Dorothy Uhnak dead at 76
Oh man, this news just sucks in so many ways:
Dorothy Uhnak, once famous as a 125-pound New York City Transit Authority
policewoman who knocked down and arrested an armed mugger and then
better known as the author of gritty, suspenseful, best-selling crime
novels, died on Saturday in Greenport, N.Y. She was 76 and lived in
Shelter Island, N.Y.
Her daughter, Tracy Uhnak, said she died of a deliberate drug
overdose. She added that her mother had had a variety of accidents in
recent years, was often depressed and had discussed suicide
matter-of-factly.
“You don’t have to kill yourself today,” she said more than once, her daughter recalled. “You can do it tomorrow.”
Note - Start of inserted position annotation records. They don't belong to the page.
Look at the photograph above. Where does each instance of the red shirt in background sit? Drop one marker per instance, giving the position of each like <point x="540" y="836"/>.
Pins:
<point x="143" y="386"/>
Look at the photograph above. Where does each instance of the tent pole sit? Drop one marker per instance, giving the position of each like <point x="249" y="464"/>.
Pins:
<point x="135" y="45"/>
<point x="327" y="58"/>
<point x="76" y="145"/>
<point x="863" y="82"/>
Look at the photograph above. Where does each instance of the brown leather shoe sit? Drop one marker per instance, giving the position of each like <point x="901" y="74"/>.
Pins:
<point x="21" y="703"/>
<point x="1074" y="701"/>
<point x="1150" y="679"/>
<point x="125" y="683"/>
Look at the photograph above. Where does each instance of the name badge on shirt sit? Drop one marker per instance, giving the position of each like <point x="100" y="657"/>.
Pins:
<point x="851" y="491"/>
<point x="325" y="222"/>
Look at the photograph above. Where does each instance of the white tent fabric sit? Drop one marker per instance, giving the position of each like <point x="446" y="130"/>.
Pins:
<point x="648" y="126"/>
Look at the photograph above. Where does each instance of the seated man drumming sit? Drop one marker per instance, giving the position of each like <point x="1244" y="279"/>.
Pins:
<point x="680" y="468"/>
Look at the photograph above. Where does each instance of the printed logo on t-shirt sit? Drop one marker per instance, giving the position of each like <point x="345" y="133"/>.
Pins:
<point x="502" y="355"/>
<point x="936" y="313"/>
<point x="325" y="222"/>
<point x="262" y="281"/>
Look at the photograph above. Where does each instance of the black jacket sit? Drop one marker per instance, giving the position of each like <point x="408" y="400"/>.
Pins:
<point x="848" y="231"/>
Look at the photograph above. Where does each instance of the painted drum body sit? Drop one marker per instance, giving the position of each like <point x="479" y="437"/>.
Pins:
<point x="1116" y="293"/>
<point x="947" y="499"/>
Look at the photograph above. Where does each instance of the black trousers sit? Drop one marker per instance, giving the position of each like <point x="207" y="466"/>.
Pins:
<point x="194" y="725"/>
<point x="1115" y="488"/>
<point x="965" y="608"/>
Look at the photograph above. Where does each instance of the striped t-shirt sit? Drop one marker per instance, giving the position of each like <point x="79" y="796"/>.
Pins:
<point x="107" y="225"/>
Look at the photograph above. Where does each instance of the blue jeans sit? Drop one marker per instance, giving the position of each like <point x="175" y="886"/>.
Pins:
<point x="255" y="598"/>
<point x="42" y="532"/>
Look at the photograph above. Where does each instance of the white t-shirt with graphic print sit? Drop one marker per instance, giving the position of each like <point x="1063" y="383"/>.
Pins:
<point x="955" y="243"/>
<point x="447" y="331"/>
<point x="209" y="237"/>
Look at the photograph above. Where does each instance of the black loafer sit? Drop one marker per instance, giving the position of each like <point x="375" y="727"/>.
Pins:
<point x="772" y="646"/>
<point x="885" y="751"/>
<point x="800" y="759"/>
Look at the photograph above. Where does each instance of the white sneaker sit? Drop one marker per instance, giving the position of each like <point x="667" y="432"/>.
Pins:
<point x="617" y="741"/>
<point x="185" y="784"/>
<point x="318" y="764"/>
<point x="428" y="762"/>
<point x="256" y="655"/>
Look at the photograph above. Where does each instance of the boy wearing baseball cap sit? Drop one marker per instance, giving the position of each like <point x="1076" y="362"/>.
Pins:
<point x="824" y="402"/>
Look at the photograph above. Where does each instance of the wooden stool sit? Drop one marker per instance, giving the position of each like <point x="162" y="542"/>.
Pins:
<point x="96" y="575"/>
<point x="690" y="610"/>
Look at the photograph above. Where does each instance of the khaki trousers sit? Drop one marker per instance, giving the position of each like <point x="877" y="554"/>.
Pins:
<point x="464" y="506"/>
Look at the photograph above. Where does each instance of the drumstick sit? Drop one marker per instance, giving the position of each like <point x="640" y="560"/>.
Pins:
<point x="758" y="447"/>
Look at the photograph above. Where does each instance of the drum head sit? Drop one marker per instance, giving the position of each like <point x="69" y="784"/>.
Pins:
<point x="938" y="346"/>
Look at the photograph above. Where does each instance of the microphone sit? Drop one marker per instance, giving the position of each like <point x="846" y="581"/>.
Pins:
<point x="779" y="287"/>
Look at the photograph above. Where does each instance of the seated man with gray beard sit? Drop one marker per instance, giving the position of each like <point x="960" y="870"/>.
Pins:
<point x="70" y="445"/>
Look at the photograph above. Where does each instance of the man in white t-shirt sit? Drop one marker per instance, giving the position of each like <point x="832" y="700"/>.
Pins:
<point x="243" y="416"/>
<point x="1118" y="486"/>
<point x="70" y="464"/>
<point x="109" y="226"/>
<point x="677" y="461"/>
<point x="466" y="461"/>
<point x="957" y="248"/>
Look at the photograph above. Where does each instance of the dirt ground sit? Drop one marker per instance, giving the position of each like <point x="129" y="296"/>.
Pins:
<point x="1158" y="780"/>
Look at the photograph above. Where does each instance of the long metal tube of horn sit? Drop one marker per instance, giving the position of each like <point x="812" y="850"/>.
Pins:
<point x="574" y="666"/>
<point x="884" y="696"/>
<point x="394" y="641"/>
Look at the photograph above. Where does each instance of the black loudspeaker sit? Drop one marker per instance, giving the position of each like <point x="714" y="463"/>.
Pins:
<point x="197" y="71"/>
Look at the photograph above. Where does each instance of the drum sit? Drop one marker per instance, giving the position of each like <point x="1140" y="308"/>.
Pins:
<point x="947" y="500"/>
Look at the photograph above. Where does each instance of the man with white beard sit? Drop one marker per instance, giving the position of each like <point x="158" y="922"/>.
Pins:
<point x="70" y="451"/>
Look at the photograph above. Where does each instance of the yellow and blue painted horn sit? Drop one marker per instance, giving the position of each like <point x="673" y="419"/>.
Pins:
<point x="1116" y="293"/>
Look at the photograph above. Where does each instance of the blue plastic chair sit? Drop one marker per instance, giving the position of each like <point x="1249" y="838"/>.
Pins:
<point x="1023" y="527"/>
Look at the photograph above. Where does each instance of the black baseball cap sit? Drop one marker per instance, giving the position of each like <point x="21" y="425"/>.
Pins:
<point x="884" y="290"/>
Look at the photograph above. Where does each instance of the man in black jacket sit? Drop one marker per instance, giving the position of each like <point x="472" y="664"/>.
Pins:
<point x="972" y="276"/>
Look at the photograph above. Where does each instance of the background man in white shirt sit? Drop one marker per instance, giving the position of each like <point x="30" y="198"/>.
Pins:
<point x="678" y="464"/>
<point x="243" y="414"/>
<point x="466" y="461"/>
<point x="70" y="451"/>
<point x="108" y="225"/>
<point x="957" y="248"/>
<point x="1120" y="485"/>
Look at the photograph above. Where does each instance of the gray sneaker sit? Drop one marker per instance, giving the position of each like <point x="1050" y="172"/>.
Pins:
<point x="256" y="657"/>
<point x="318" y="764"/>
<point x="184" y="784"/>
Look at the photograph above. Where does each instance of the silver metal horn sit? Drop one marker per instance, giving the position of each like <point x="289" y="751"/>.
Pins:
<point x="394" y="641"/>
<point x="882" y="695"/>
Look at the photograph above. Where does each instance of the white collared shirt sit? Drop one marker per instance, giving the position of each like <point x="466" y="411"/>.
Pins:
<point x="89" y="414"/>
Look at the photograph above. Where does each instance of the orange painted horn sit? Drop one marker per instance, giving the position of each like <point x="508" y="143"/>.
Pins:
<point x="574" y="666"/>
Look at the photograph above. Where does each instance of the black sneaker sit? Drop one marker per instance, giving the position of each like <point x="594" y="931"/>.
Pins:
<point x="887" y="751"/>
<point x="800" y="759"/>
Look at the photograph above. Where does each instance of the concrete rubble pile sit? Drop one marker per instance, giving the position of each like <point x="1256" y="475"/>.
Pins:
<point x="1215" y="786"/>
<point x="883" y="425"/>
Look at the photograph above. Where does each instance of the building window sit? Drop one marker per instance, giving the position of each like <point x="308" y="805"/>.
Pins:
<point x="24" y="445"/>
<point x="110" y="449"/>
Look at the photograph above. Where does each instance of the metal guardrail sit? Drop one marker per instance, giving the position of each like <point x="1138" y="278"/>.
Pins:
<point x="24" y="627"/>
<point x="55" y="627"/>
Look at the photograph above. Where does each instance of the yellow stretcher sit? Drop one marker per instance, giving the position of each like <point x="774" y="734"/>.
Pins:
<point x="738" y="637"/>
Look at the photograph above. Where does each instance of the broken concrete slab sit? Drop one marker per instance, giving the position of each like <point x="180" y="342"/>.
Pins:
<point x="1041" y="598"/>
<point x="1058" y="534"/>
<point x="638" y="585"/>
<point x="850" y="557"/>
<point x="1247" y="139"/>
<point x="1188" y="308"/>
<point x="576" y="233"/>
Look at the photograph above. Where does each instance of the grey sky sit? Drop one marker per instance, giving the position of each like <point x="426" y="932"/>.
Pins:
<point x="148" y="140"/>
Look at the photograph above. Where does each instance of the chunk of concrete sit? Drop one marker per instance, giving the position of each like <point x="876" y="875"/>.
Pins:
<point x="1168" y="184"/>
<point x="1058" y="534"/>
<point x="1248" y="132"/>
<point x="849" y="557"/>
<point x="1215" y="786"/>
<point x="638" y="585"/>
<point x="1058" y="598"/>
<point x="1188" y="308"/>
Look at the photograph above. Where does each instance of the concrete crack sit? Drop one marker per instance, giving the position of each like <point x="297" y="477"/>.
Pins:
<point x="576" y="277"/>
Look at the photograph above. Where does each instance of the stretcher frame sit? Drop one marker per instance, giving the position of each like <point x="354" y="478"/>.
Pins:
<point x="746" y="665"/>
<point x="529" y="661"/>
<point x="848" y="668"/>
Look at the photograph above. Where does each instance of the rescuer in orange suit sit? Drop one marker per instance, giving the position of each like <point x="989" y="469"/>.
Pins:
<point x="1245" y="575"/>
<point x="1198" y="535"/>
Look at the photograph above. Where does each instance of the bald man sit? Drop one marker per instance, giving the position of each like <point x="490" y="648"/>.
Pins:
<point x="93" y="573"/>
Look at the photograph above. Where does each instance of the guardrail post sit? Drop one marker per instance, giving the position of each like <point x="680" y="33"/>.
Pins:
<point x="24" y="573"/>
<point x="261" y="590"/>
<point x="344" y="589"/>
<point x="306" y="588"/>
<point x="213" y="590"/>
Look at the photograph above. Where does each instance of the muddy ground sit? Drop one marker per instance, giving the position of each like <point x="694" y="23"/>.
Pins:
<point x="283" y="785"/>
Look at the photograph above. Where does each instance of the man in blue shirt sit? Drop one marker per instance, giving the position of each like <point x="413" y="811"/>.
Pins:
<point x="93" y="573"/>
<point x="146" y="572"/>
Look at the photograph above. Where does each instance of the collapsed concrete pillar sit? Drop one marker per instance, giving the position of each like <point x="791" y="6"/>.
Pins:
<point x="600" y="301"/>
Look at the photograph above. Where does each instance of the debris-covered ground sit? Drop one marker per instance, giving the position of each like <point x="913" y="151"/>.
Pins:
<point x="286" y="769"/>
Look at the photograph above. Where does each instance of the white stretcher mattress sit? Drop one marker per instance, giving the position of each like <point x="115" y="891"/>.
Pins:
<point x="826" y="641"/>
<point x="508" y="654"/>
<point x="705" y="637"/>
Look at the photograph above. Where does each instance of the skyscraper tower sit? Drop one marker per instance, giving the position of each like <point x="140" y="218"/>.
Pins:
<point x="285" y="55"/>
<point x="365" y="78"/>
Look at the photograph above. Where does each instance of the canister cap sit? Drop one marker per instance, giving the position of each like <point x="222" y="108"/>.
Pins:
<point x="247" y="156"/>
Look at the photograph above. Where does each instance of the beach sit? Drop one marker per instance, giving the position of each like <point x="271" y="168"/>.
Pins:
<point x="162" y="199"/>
Uhnak won the Best First novel Edgar in 1968 for THE BAIT and followed it up with several books featuring NYPD detective Christie Opara before she broke out with the standalone LAW AND ORDER (1973), about three generations of a police family.
She was there before everybody – before Wambaugh, before Marcia Muller, Sue Grafton and Sara Paretsky, before the current crop of procedural and forensic thriller writers. And now she’s gone.
Uhnak is survived by her daughter, her husband, Anthony, and a sister, Mary Ellis of Hartsdale, N.Y.